上記の式の内容ですが、document1 というのは、「蔵書登録/編集」文書を XPages に連結させたデータなので、文書中にある Status の値を取得するというものです。これで、「蔵書登録/編集」の XPage を開いたときに、その蔵書が貸出中ならば、"貸出中" と表示されます。

蔵書一覧ページにステータスが表示されるようにする

蔵書登録/編集文書ページに表示させるようになったので、蔵書一覧ページ (「BooksCollectionView」カスタムコントロール) でも表示させるようにします。この場合、先にノーツのビューを修正しておくと簡単です。

ということで、「蔵書一覧(BooksCollectionView)」ビューを開いて、最後尾に「Status」 を表示する列を追加します(列のタイトルは、"状況" としてください)。このビューが保存できたら、「BooksCollectionView」カスタムコントロールを開きます。

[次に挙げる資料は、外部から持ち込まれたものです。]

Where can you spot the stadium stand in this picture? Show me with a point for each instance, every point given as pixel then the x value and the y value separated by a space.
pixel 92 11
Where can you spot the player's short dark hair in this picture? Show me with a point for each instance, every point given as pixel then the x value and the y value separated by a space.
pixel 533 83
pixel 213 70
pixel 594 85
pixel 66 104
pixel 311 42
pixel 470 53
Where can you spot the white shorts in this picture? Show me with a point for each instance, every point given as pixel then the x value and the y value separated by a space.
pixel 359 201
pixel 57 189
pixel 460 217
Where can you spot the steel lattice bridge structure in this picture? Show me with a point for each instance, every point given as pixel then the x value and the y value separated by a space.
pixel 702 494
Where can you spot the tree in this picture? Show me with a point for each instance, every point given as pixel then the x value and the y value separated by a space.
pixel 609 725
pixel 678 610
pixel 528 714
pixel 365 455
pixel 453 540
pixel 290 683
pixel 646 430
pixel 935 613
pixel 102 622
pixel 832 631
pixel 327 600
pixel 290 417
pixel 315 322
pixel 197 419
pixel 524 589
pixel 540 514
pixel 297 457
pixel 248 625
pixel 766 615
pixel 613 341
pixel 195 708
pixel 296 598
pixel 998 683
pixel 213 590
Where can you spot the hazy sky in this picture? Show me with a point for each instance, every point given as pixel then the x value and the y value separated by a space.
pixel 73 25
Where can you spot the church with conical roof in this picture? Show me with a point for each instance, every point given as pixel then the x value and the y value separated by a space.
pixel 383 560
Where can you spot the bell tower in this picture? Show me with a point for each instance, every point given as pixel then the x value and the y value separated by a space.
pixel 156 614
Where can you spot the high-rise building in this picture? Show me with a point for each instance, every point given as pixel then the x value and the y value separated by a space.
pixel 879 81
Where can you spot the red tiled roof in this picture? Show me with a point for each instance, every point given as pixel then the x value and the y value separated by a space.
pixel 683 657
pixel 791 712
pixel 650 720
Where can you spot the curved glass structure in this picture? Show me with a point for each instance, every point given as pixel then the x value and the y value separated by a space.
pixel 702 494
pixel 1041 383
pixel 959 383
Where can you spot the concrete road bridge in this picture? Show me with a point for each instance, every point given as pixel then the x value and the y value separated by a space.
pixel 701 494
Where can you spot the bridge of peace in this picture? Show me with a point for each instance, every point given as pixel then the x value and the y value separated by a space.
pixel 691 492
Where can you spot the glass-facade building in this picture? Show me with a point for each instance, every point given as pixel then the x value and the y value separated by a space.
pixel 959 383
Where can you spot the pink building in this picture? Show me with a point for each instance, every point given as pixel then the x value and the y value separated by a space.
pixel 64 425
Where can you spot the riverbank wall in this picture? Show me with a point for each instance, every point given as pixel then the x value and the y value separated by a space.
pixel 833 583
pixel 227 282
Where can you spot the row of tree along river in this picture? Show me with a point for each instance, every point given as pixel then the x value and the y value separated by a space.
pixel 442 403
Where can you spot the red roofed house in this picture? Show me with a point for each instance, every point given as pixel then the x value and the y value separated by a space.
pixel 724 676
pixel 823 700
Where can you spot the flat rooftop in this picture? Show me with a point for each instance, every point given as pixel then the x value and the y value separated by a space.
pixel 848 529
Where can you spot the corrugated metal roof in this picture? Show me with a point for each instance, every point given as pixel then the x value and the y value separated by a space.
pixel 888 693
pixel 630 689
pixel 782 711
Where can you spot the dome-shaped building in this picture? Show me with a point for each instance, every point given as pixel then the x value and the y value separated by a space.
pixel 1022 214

ビューのデータが表示された表があるので、一番右側の列 (購入日) にマウスカーソルを合わせて、右クリックします。ポップアップメニューが表示されるので、「列の追加」を選択します (下図)。

列が追加されるので、「プロパティ」ビューの「データ」タブを開きます。「列の値」にある「ビューの列」の右側のボックスをクリックすると、ビューに設定された列の一覧が表示されます。先ほど追加した、「状況」列が確認できるでしょうか (下図参照)。

確認できたら、それを選択します。すると、表の列のタイトル部分のセルが「状況:」に変わり、値部分のセルが「Status」に変わります。このままでも良いのですが、貸出中かどうかが目立たないので、フォントスタイルを変更してみましょう。同じく「プロパティ」ビューの「フォント」タブを選択します。カラーを赤に、スタイルは太文字にします (下図参照)。

この状態で、「BooksCollectionView」カスタムコントロールを保存します。これで、各文書のステータスが変更されるようになり、XPage の画面にも表示されるようになりました。

次回は、各画面の入力チェックを実装します。


第8回:機能の追加 2 (入力チェックの追加と、蔵書の返却)

「蔵書登録文書」への入力チェックの実装

「蔵書登録/編集」画面に入力チェック機能を実装するので、「BookResource」カスタムコントロールを開きます。フィールド数が少ないので、全部に入力チェックをかけても良いのですが、今回は「蔵書名」に入力チェックを仕掛けます。蔵書名のフィールド (BookName) を選択して、「プロパティ」ビューの「妥当性検査」タブを開きます (下図参照)。

この中の「必須フィールド」のチェックをつけて、「必須フィールドのエラーメッセージ」に入力チェック時のエラーメッセージを入力します。今回は、「蔵書名が入力されていません。」とします。

次に、「コントロール」ビューの「コアコントロール」にある「エラー表示」を「BookName」フィールドの横にドラッグ&ドロップします (下図参照)。

ドラッグ&ドロップできたら、「プロパティ」ビューを開きます。「エラー表示」タブの「次のエラーメッセージを表示」のところのリストボックスから「bookName1」を選択します (下図参照)。

さらに、この「エラー表示」コントロールが有効になるようにします。蔵書名 (BookName) コントロールを選択して、「プロパティ」ビューの「すべてのプロパティ」タブを開きます。「データ」「disableClientSideValidation」の値を"true"に変更します (下図参照)。

これで良いのですが、このままだと画面が切り替わるたびに、この項目の入力チェックが行われます。[キャンセル] ボタンをクリックされたときや、別のタブ (蔵書一覧、貸し出し一覧) を選択されたときは、入力チェックが行われては困ります。そこで、これらのアクションが行われるときは、入力チェックが行われないようにします。

[キャンセル] ボタンの「ボタンの種類」を「ボタン」から「キャンセル」に変更します。すると、「イベント」ビューの「データの検証または更新を行わない」にチェックがつけられて、入力チェックが無効になります。

次に、タブを選択されたときの動作から入力チェックを外します。「container」カスタムコントロールを開きます。その中にあるタブパネルの「蔵書一覧」を選択して「イベント」ビューを開きます。先ほどと同じく「データの検証または更新を行わない」にチェックをつけます (下図参照)。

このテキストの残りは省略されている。